The Feature Teams are building these microservices, so they handle the run for it. Simple.

However, there is no wall here thanks to a common goal. The Platform Team shares the same objective as the whole engineering: we want to make a better Swile experience for our customers. This means that our job does not stop at delivering an awesome platform (which we also do).
➡️ The road to success is a shared responsability (something that goes without saying, but it is good to remind it from time to time).

Platform is contributing to this success by providing out-of-the-box tools and opinionated “generic” configurations; for example to bootstrap new Kubernetes micro-services (a so-called “blueprint”). By using those, Feature Teams can go faster and benefit from a “premium” support on our end, whereas if they decide to go with some exotic tools, we will not be able to bring the same kind of expertise (but we’ll try).

One key success factor of this model is seasoning the autonomy with empowerment (and support).

- “Build or run?” / “Why don’t we have both?”

Teaching how to fish & being a team player

Give a man a fish, he’ll eat for a day; teach a man to fish and he’ll eat for a lifetime…

… is the motto behind our empowerment principle at the Platform Team. You cannot ask someone to handle the run without proper training (and support!) on how to do so. When a team needs it, we are making ourselves available to help them understand what is under the hood and how the platform works.

Furthermore, when a new engineer joins Swile, they are enrolled for a series of training and mentoring to understand the platform stack, architecture, patterns… This onboarding aims at ensuring every engineer knows how to interact with and extend the platform.
Knowledge is shared on a regular basis within teams of course, but also during several (optional) rituals:

Weekly tech meetings where prepared subjects, treating a wide range of areas, are shared to the community
Guilds focused on specific areas (it could be a language, a product…)
Specific team rituals that each team implements as they choose

Finally, bringing support to teams whenever they ask for it is our second priority (just after “fixing a critical bug”). We do not “fire and forget” knowledge.

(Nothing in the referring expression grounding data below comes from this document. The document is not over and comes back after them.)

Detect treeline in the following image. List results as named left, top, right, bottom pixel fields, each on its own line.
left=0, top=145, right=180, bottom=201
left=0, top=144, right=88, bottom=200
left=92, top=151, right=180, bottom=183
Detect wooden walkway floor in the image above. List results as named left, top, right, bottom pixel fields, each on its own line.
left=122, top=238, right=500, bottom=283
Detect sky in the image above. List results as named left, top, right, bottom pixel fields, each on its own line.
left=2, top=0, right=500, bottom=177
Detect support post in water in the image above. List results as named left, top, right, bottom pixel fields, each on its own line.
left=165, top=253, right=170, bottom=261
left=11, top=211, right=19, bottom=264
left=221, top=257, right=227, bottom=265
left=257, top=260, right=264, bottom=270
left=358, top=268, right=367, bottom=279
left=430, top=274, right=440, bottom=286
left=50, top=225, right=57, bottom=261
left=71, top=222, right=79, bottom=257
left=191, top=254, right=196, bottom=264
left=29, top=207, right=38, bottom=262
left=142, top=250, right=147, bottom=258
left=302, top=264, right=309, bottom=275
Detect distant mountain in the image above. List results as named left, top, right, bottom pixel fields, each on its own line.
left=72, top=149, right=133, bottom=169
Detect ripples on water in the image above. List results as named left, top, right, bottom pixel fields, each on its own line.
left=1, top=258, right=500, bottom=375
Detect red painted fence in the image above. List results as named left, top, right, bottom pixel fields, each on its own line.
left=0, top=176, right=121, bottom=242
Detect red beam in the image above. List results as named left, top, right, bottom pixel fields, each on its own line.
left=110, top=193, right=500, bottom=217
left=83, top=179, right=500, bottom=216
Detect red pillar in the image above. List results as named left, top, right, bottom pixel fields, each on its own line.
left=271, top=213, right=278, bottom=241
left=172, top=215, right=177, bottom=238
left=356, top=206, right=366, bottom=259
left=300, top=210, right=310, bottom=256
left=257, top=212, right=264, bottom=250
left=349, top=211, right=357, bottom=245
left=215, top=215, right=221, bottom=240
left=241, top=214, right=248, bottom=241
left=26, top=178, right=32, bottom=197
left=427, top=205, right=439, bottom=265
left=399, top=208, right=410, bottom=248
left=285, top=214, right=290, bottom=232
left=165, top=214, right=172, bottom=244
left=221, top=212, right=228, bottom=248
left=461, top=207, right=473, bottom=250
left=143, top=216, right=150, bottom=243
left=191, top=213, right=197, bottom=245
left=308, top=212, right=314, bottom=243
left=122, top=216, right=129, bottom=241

Even if you’ve been told how to fish a few years ago does not mean you’ll remember how, when comes the day you starve, if you have not practiced since.

Every one of those actions are contributions to improve our Swile experience for our end-users, fully embracing our customer-focused culture.

It’s the little things…

So I guess we have it all figured out right?

The thing is, when I said our objectives were aligned, I might have overstated it a little. At a global scale, it is true. But let’s look a bit closer.
Feature Teams have a stakeholder who is from the Product. Delivering top notch features is their day-to-day priority. And if the run is done on a best-effort basis, then related metrics will degrade progressively (decrease of performance, more bugs (critical and non-critical), architecture debt…)

Moreover, you have self-organized teams. Meaning there are as many ways of running apps as there are such teams, with various degree of maturity. Having a trustworthy view of each application’s “operability state” can be challenging (not to say impossible) when you reach a certain number of services.

Is the app :
- late on dependencies?
- not leveraging correctly capabilities of the platform?
- lacking observability?
- having random low latency requests?
- crashing often (but maybe not enough to raise alarms)?
… are some various example of bad smells, that could easily be overlooked.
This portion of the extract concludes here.